- Kim c. 2003
- Born: 13 September 1970 Busan, South Korea
- Died: 22 June 2004 (aged 33) Fallujah, Iraq
- Cause of death: Murder by decapitation
- Body discovered: 23 June 2004
- Occupation: Translator

Korean name
- Hangul: 김선일
- Hanja: 金鮮一
- RR: Gim Seonil
- MR: Kim Sŏnil

= Killing of Kim Sun-il =

South Korean terrorism victim (1970–2004)

Kim Sun-il (13 September 1970 – c. 22 June 2004) was a South Korean interpreter and Christian missionary who was kidnapped and murdered by decapitation in Iraq.

==Early life and education==
Kim was born into a poor family and his biological mother died when he was nine years old.

He was fluent in Arabic, holding a graduate degree in the language from Seoul's Hankuk University of Foreign Studies in February 2003. He also had degrees in English and theology, and had hoped to become a missionary in the Middle East.

==Kidnapping ==

===Arrival===
Kim arrived in Iraq on 15 June 2003, working for Gana General Trading Company, a South Korean company under contract to the American military. On 30 May 2004, he was kidnapped in Fallujah — about 50 km west of Baghdad — by the Islamist group Jama'at al-Tawhid wal-Jihad and held as a hostage. The group, which was allegedly led by Abu Musab al-Zarqawi, killed him on or about 22 June when South Korea refused to meet their demands of cancelling its plans of sending 3,000 more troops to Iraq and withdrawing the 660 military medics and engineers already there. (This would put South Korea behind only the United Kingdom in number of non-U.S. coalition troops in Iraq.)

===Murder===
Jama'at al-Tawhid wal-Jihad had initially set a 21 June deadline in a videotape showing Kim pleading for his life. However, on 22 June, after initial reports that the militants had given their hostage more time, Al Jazeera television reported that they had received a videotape footage of Kim being decapitated by five men, like hostages Nick Berg and Eugene Armstrong in Iraq, Paul Johnson in Saudi Arabia, and Daniel Pearl in Pakistan. The report was subsequently confirmed by the South Korean government. In the murder video, Kim is wearing an orange jumpsuit and blindfolded. One of the captors reads a statement and then another takes out a knife and decapitates him. The statement said: "Korean citizens, you were warned, your hands were the ones who killed him. Enough lies, enough cheatings. Your soldiers are here not for the sake of Iraqis, but for cursed America."

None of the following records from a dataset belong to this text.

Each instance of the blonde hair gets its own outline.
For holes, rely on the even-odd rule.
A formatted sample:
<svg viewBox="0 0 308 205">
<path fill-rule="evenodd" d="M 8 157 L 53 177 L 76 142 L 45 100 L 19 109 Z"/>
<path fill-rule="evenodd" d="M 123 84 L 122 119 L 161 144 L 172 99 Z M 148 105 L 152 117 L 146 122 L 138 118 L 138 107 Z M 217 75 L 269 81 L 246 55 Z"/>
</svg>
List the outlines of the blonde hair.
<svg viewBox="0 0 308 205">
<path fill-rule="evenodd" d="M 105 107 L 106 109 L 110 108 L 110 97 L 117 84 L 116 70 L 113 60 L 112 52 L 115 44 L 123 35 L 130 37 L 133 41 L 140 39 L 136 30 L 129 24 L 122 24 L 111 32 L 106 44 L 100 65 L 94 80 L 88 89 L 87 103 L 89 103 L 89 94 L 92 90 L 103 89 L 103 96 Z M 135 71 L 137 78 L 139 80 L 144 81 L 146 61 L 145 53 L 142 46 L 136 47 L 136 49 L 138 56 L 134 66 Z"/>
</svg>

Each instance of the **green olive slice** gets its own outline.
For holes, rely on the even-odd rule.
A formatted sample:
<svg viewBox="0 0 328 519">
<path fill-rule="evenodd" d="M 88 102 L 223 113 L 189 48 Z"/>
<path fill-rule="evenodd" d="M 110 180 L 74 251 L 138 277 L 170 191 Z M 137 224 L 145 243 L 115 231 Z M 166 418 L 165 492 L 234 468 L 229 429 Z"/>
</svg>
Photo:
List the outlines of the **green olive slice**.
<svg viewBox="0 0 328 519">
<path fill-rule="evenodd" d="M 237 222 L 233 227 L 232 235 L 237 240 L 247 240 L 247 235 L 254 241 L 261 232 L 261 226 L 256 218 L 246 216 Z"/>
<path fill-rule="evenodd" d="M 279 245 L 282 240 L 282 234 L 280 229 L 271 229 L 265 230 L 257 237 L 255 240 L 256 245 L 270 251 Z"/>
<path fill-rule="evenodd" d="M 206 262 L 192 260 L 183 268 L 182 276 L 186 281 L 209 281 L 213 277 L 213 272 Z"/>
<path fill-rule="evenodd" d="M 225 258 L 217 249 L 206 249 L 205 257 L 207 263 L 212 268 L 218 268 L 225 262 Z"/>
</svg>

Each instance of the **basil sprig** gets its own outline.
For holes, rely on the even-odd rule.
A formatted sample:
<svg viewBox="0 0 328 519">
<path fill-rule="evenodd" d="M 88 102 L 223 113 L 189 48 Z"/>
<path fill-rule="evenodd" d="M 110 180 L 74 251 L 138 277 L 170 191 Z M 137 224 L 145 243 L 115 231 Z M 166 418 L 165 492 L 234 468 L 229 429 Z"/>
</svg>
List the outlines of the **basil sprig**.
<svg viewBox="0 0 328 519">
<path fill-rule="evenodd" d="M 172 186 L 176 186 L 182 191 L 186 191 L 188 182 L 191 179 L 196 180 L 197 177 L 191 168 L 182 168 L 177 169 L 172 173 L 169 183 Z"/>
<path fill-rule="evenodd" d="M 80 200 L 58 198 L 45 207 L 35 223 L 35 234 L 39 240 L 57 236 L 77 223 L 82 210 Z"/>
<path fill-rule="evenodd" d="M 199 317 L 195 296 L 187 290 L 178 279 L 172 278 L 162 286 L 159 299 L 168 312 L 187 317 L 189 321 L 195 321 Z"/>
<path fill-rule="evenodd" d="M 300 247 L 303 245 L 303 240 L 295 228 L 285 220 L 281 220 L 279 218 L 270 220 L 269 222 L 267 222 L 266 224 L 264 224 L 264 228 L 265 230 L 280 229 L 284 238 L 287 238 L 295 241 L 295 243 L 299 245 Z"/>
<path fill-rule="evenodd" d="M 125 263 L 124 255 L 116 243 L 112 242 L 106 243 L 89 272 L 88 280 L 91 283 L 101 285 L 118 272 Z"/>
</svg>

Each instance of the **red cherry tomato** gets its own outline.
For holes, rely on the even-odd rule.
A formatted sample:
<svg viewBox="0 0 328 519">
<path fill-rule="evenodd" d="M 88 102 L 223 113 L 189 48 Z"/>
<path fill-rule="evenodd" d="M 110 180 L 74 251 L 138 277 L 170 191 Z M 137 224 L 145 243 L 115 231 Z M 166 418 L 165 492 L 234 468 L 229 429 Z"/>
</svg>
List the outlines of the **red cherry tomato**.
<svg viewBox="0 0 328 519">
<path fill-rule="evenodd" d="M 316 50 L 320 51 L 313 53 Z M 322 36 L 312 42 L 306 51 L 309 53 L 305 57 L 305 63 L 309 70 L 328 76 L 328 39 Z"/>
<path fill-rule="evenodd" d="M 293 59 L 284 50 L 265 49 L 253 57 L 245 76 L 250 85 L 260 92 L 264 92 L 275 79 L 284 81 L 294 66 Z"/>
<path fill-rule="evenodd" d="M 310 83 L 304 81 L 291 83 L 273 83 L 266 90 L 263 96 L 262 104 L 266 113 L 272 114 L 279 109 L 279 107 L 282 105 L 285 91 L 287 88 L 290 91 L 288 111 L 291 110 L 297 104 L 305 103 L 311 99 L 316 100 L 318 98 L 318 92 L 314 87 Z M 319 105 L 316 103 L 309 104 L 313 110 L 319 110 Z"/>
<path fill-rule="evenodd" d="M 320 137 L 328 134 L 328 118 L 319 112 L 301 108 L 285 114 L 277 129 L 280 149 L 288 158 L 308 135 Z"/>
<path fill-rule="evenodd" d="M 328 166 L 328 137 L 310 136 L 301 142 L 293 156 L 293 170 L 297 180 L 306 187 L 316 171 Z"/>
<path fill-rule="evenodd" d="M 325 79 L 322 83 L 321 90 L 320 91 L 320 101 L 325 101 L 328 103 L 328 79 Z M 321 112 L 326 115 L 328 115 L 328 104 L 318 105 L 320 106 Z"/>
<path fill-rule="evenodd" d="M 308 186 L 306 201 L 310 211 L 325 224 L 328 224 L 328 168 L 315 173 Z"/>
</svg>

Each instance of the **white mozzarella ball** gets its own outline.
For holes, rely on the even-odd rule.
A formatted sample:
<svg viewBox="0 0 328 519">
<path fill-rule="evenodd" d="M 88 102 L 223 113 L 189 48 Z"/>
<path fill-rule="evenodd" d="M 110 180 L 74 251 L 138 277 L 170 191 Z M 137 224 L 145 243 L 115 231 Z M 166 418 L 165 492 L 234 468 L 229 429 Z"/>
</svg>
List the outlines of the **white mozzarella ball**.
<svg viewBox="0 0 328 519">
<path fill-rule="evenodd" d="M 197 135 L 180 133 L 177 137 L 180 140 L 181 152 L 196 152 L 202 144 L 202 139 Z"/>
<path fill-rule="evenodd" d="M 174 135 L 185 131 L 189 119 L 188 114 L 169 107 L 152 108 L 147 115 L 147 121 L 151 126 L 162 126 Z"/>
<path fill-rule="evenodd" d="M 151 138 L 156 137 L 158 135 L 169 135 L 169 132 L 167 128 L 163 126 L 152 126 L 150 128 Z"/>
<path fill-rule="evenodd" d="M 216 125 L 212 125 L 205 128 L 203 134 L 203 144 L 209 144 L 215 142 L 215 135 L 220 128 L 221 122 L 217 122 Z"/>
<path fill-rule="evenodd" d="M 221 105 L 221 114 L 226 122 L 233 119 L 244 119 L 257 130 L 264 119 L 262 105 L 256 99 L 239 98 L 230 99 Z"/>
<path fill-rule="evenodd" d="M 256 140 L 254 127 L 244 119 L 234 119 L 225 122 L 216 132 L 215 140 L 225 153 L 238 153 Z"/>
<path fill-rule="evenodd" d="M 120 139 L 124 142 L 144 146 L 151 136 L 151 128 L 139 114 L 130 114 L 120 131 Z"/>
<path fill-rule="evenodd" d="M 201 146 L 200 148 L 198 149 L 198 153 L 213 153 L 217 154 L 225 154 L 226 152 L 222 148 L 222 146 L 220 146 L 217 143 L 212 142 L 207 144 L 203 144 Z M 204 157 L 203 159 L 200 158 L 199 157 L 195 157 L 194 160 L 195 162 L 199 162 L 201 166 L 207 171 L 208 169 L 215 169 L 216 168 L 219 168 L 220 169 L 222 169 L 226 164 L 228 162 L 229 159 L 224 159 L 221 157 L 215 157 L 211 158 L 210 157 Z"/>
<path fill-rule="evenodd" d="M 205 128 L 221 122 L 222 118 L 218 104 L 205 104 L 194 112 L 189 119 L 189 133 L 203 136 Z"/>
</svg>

The president of Gana General Trading is said to have known about the kidnapping almost immediately, but he did not report it until after the videotape aired. He had consulted a lawyer, who argued that the situation must be managed without government intervention if Kim was to be saved. It is claimed that government officials had little time to react. However, there are also reports that a videotape of Kim in captivity, in which he appears calm and openly criticizes U.S. intervention in Iraq, was delivered to the Associated Press Television News offices in Baghdad in the beginning of June, and that on 3 June an AP reporter in Seoul contacted the South Korean foreign ministry asking if they knew of a missing person with a name similar to Kim Sun-il's.

==Reactions==
South Korean President Roh Moo-hyun's National Security Council issued a statement condemning the killing. South Korea's Ministry of Information and Communication banned the Kim Sun-il murder video and was trying to prevent it from being spread. The unedited video was available on the website Ogrish.com during the summer of 2004. The website received DDoS attacks as a result of hosting the footage.

U.S. President George W. Bush condemned the killers, saying: "The free world cannot be intimidated by the brutal actions of these barbaric people."

Reports and editorials in South Korea's press reflected despair at the death of the hostage Kim Sun-il in Iraq, but also defiance toward the kidnappers. South Korean TV stations interrupted their schedules when Mr Kim's body was discovered and subsequently broadcast special rolling news programmes. "Kim Sun-il killed - body identified" was the headline in the independent daily The Dong-A Ilbo. "Kim Sun-il ends up dead" was how the popular daily JoongAng Ilbo reported it. In South Korea, thousands of people rallied against the South Korean military going to Iraq, and to express anger about Kim's death, they burned portraits of the mastermind of his killing, Abu Musab al-Zarqawi. The South Korean government eventually passed a law barring passport issuance for 1–3 years to South Koreans who "damage national prestige"; the law was interpreted as an attempt to curtail Christian missionaries, especially after the 2007 South Korean hostage crisis in Afghanistan.